Wind Surfing Creator Rescued by Coast Guard
LOS ANGELES (AP) _ The man credited with inventing the sport of wind surfing was rescued from the waters off Santa Catalina Island when he tried to surf 20 miles from the mainland to the island, authorities said.
″I was a little chagrined to be pulled out of the water,″ said Jim Drake, 59. ″The great wind surfer himself 3/8″
″That guy ought to get down on his knees and pray to God that he was saved,″ Coast Guard Lt.
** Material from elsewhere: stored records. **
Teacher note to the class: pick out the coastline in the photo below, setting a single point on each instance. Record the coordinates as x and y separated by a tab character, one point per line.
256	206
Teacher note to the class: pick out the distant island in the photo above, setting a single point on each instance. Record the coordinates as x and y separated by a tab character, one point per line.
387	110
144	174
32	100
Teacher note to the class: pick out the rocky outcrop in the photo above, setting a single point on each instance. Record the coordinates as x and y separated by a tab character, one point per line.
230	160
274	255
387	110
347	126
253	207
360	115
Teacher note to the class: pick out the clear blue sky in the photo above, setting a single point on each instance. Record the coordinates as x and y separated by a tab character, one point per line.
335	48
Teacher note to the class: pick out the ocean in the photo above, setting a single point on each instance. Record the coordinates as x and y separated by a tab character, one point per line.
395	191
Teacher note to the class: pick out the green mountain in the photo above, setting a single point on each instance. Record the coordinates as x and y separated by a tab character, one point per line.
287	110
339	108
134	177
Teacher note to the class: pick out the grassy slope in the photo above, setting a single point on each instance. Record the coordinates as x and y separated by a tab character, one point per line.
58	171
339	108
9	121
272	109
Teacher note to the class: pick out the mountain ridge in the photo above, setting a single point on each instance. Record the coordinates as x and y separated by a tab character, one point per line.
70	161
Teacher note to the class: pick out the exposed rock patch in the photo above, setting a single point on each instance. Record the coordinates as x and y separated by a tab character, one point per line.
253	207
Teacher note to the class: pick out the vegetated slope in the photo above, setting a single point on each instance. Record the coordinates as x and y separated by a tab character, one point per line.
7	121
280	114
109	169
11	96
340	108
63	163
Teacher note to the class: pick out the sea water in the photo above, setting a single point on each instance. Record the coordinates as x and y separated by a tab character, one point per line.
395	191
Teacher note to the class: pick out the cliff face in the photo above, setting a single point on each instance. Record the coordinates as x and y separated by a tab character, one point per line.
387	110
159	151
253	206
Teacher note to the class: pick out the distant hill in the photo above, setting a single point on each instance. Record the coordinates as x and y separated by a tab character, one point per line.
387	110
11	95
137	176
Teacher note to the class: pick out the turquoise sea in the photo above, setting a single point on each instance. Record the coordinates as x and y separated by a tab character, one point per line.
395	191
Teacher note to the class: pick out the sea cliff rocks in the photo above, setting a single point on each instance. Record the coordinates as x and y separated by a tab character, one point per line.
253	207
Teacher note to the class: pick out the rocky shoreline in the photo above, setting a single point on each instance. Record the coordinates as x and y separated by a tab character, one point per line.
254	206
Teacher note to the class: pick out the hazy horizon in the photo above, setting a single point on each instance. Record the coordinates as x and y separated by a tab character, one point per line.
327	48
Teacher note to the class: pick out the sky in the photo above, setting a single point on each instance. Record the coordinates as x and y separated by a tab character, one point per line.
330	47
Robert Randall said after the rescue late Wednesday night. ″It was close.″
Drake, who lives in the seaside city of Santa Monica, said he set out at noon Wednesday from Cabrillo Beach in San Pedro to test an experimental new craft called the ″Water Spyder.″
The craft is an elongated sailboard with a small outrigger on each side, designed for stability on long-distance excursions.
An escort boat was following as Drake, who had twice before wind surfed to the island and back to the mainland, left with another surfer.
About halfway to the island’s Isthmus Cove, Drake said he became confident in the performance of the new equipment and traded the board for the conventional rig his companion, Kaz Yamada, was using.
The escort boat then set off after Yamada, expecting to meet Drake on shore later, but he failed to arrive.
He was spotted four miles from the island at about 8:30 p.m. by a county lifeguard patrol boat working with a Coast Guard helicopter.
Drake, an engineer, and his former partner, Hoyle Schweitzer, obtained the first patent for a sailboard in 1970.